I occasionally post comments to forums or news or blog articles related to society, politics, economics and our collective future. Here I collect some of my better comments and publish them together. Newer comments are posted first. I may sometimes add comments to my posts in the light of new data or changes in my views.



On Dissolution of the State (in response to anarchists and libertarians)

posted at the16types.info, November 8, 2010

If you get rid of the state (assuming that were possible), then power shifts to the hands of the next most powerful entity, defined by who controls the most assets and has the greatest material interests at stake. This would turn out to be the military and transnational corporations. These would become the new centers of power, molding local rules in such a way to preserve their assets and organizational survival and influence.

If the U.S. state were magically dissolved, within a matter of months it would be replaced by quasi-states run by military and corporate elements essentially operating by criminal force, before decentralized democratic structures even had a chance to self-organize. So getting rid of the state would be self-defeating and would only lead to worse things. You would have to first get rid of all large-scale business entities and somehow evenly distribute their assets.

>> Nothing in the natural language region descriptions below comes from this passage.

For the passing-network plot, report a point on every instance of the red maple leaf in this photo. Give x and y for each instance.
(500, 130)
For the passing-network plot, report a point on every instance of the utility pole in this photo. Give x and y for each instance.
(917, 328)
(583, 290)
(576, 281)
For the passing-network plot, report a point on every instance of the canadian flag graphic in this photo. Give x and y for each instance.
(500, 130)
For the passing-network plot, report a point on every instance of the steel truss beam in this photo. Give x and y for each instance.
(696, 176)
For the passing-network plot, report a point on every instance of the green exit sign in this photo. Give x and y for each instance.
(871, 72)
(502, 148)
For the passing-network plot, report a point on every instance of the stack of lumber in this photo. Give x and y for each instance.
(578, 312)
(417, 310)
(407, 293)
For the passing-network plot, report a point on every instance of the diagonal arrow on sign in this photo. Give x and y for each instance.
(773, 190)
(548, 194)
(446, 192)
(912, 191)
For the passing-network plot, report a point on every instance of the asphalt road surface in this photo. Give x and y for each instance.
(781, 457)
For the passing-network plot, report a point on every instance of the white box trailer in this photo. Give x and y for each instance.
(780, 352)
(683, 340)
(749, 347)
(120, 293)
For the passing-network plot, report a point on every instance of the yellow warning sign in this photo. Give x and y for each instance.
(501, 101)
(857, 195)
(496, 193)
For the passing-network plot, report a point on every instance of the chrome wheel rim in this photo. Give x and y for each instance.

As I see it, the only way to achieve decentralization of power to the degree you describe would be to have absolutely no societal entities with material interests and assets that extend beyond the local community. This is only attainable in a poor country of subsistence farmers, e.g. Bhutan, where there is virtually no concentration of wealth. It is impossible to have large, regional economic entities while only having small, local government. The nature of power is such that it accumulates in the hands of those with the greatest assets. He who owns, or can buy, the biggest stick wins. Thus, local government would retain nominal official power while the real power would be held by non-state entities operating at a regional or national level.

This perspective helps explain the growth of the centralized state in the U.S. over the past century or so. It simply mirrors the growth in power of business entities, which in turn mirror the growth in the nation's overall economic wealth. As economic entities grow in influence, the State "has to" grow as well in order to remain the top dog.

The only countries where central government actually possesses less power than business entities are third-world countries whose governments are bought off by transnational corporations who gain access to their national resources and proceed to exploit them for their own economic gain. If the U.S. State were somehow dissolved by common consent, something like this would happen, either at the hands of U.S. or foreign corporations.